Thinking about this from a career perspective, I don't know if my mother truly understands where I'm coming from about this job and the opportunities I have here in Seattle. She didn't really have a career although she did work outside the home for a few years after my youngest brothers were in junior high school until she became disabled. However, I don't have the luxury of a husband who is supporting me. Realistically I have been married four times and that just hasn't happened for me. I have to be able to take care of myself.
Also, there is something wonderful, something that was not successfully communicated to me when I was younger, about having a job or a career that you care about, that you can be passionate about, that you can love. I can't say I always look forward to going to work in the morning because I'm definitely not a morning person. However, it can be next to impossible to pry me out of the office at night because I get caught up in what I'm doing and just want to keep going.
I feel like this gives me a good work ethic, or at least better than anything I was exposed to before. I think my enthusiasm and interest will lead me in good directions, and it's not too late to have a good career. Sure, I'm 36, but in today's workforce that's still young enough, I think. I've got at least a good 20 years in me, don't I?

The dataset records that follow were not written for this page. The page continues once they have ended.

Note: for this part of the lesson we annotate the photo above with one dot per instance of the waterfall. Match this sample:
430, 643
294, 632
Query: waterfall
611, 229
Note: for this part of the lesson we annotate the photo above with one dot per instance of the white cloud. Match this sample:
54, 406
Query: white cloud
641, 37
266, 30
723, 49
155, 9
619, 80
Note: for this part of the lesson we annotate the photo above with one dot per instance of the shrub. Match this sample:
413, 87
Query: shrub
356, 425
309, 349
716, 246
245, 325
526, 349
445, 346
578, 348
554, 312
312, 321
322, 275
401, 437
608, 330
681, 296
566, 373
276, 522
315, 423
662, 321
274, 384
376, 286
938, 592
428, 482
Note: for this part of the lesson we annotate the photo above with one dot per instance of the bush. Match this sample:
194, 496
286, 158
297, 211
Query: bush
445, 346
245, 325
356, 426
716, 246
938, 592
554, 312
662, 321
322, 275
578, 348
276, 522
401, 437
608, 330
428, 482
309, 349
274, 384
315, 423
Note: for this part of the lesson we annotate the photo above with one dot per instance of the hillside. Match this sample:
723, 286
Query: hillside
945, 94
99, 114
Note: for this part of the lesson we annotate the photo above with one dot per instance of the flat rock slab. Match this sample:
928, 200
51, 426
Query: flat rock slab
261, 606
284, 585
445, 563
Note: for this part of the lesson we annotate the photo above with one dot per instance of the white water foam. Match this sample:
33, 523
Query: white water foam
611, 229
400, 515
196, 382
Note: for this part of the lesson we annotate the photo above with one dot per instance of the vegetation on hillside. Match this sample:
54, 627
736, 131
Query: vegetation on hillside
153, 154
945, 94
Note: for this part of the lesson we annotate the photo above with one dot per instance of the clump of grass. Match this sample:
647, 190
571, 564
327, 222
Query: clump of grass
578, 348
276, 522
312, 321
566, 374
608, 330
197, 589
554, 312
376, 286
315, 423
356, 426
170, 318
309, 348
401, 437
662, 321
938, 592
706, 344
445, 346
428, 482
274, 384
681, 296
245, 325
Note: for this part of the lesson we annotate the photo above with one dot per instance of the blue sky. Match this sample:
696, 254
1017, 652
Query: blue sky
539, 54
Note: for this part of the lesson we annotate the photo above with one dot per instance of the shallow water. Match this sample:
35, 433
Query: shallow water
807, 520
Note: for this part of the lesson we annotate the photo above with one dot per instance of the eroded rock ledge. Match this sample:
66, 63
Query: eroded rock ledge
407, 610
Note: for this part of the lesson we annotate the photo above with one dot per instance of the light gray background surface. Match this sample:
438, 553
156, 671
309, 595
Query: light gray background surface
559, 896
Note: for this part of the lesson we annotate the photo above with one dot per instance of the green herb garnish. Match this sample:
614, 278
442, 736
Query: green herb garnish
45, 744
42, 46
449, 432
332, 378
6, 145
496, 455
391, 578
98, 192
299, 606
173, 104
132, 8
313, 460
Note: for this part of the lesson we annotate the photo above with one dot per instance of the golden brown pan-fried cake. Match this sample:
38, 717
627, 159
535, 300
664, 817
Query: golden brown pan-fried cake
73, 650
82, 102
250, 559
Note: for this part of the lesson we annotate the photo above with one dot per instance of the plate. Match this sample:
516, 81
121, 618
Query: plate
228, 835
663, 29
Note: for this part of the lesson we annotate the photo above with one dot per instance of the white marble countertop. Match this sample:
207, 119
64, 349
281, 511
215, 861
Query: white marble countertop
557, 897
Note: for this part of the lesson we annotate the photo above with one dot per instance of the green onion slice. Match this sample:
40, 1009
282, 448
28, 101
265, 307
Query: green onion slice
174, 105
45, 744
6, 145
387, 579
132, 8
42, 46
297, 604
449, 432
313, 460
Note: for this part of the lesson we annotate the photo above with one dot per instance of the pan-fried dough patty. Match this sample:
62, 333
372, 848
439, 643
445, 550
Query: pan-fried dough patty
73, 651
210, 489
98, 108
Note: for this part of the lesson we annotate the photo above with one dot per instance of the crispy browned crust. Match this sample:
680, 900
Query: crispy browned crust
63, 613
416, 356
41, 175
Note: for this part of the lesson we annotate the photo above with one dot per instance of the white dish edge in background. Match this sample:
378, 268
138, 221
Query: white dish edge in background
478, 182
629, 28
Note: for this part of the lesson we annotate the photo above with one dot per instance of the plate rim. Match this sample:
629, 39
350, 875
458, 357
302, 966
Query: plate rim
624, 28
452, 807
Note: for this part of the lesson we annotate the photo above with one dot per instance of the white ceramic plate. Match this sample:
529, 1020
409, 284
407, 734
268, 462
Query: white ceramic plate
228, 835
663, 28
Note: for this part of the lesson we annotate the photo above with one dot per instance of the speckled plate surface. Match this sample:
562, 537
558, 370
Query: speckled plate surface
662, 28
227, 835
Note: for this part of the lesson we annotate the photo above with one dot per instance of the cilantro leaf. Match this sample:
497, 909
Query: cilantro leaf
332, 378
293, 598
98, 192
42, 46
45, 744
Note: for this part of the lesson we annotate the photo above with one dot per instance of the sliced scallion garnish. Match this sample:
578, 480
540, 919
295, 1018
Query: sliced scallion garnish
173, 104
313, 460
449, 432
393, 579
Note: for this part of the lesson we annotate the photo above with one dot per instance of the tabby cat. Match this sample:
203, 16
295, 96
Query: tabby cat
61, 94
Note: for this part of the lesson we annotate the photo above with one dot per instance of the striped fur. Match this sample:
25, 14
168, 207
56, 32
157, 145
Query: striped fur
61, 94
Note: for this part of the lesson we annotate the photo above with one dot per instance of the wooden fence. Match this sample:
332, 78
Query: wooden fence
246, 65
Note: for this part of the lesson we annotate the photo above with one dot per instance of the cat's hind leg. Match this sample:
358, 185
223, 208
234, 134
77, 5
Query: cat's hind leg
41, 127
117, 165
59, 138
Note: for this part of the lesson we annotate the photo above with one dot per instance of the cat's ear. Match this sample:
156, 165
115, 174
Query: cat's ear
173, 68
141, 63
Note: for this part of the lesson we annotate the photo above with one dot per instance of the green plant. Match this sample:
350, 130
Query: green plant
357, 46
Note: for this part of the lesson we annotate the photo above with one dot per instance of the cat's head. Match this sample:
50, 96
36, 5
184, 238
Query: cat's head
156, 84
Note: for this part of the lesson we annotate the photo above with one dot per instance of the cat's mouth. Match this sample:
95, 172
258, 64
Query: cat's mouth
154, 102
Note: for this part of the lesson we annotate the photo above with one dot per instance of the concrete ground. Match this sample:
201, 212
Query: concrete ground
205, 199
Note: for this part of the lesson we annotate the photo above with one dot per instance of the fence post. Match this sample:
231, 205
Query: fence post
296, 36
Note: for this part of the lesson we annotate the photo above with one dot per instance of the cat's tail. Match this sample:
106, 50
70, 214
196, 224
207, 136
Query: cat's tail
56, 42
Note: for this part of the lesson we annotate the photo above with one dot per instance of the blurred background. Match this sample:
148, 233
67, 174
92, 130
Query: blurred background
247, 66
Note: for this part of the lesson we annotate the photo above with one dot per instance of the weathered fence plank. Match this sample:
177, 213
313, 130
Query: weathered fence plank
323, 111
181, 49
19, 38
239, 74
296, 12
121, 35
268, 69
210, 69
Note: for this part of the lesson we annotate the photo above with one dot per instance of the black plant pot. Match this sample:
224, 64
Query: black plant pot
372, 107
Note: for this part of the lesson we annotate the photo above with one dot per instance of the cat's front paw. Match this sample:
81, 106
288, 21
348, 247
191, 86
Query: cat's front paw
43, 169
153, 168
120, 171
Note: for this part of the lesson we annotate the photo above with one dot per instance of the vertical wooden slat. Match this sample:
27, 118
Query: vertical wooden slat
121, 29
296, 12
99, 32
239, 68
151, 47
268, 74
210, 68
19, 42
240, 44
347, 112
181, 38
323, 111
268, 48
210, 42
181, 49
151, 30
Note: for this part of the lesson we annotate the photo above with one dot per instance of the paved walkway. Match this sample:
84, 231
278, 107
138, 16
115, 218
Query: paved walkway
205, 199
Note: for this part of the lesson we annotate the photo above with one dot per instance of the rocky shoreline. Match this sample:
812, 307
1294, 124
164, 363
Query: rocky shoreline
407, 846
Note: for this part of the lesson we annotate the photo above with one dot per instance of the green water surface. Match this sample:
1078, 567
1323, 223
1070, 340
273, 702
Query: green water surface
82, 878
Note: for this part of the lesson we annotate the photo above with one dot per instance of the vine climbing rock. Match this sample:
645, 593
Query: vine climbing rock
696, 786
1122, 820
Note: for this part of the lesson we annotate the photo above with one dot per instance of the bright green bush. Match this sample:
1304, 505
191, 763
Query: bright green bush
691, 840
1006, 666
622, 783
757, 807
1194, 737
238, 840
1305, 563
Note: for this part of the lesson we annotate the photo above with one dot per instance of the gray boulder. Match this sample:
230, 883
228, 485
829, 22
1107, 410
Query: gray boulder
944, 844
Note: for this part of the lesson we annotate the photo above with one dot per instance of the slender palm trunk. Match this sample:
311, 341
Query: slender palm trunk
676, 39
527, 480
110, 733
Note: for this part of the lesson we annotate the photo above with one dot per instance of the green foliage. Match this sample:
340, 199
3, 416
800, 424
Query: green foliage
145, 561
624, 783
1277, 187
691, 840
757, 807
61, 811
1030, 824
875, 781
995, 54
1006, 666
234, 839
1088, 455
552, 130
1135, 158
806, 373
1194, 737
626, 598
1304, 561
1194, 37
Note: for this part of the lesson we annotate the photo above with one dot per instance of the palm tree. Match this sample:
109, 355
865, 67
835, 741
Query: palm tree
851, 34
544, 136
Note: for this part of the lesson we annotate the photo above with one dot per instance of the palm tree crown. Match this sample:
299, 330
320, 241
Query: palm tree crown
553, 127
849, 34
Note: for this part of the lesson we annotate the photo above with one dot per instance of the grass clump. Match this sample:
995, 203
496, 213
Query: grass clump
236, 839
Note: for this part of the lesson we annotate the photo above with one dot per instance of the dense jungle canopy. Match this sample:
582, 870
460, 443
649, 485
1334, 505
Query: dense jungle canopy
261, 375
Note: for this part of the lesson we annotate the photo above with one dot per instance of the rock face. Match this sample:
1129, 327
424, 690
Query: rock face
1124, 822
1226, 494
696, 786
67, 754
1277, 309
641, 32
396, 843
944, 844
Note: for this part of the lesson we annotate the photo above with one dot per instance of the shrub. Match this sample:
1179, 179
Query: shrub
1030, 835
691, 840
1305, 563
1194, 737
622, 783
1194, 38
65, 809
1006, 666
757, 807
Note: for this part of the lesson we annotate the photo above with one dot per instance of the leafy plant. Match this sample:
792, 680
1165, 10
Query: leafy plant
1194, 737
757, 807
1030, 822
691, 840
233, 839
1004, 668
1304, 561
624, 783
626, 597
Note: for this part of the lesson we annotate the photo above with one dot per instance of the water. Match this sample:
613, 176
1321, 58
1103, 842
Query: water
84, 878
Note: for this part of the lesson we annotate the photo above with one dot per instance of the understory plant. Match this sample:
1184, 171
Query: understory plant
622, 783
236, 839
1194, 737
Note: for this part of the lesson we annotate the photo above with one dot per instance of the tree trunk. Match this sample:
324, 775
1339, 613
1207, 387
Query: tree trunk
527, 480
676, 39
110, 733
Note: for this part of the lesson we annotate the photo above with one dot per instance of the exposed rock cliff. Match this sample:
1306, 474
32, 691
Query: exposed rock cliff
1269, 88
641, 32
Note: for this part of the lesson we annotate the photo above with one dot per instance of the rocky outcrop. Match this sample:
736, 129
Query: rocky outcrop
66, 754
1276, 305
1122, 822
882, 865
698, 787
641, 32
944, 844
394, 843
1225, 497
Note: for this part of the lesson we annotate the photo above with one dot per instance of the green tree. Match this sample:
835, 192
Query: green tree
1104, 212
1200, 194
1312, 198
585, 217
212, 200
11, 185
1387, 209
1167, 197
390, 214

That brings to mind a conversation Mechanic and I had recently where we discussed my health. In all soberness he told me that he was concerned that I would not live a long time unless I improved my health. However, he believed I could do it, and wanted to offer me whatever help he could. I want to live a healthy long life, if at all possible. I really do. I hope we can do it.
When I came home this evening, I spoke about some of this to Opera. She was very kind and listened and even offered a couple of pointers. About Mechanic, she did not say much but did point out that he had been with me for ten months and if he truly did not want to be here, he'd be gone by now.
She questioned my mother's attitude about my job, pointing out that it seemed like I have a great job and a great boss, which is something not everybody can say. She encouraged me to continue where I am... and something that Opera brought up that my mother didn't... Opera said, "It's obvious that you're happy here."
Two things that bring me great happiness in Seattle: 1) my job, and 2) my friend, Mechanic. I think if I did not have those two elements in my life, I'd possibly consider returning to Arkansas. Or maybe not.
I am very grateful to the Goddess for the happiness I have. I'm not going to let the negativeness of my mother's words change that. I know she misses me and she's trying to use everything in her power to get me to return but the thought that comes to my mind right now is...
"to everything there is a season, and a time to every purpose under the heaven..."
This is my Seattle season, the season of my life with Mechanic, the season of the beginning of a brand new career, the season of Paisley becoming strong, independent, and happy.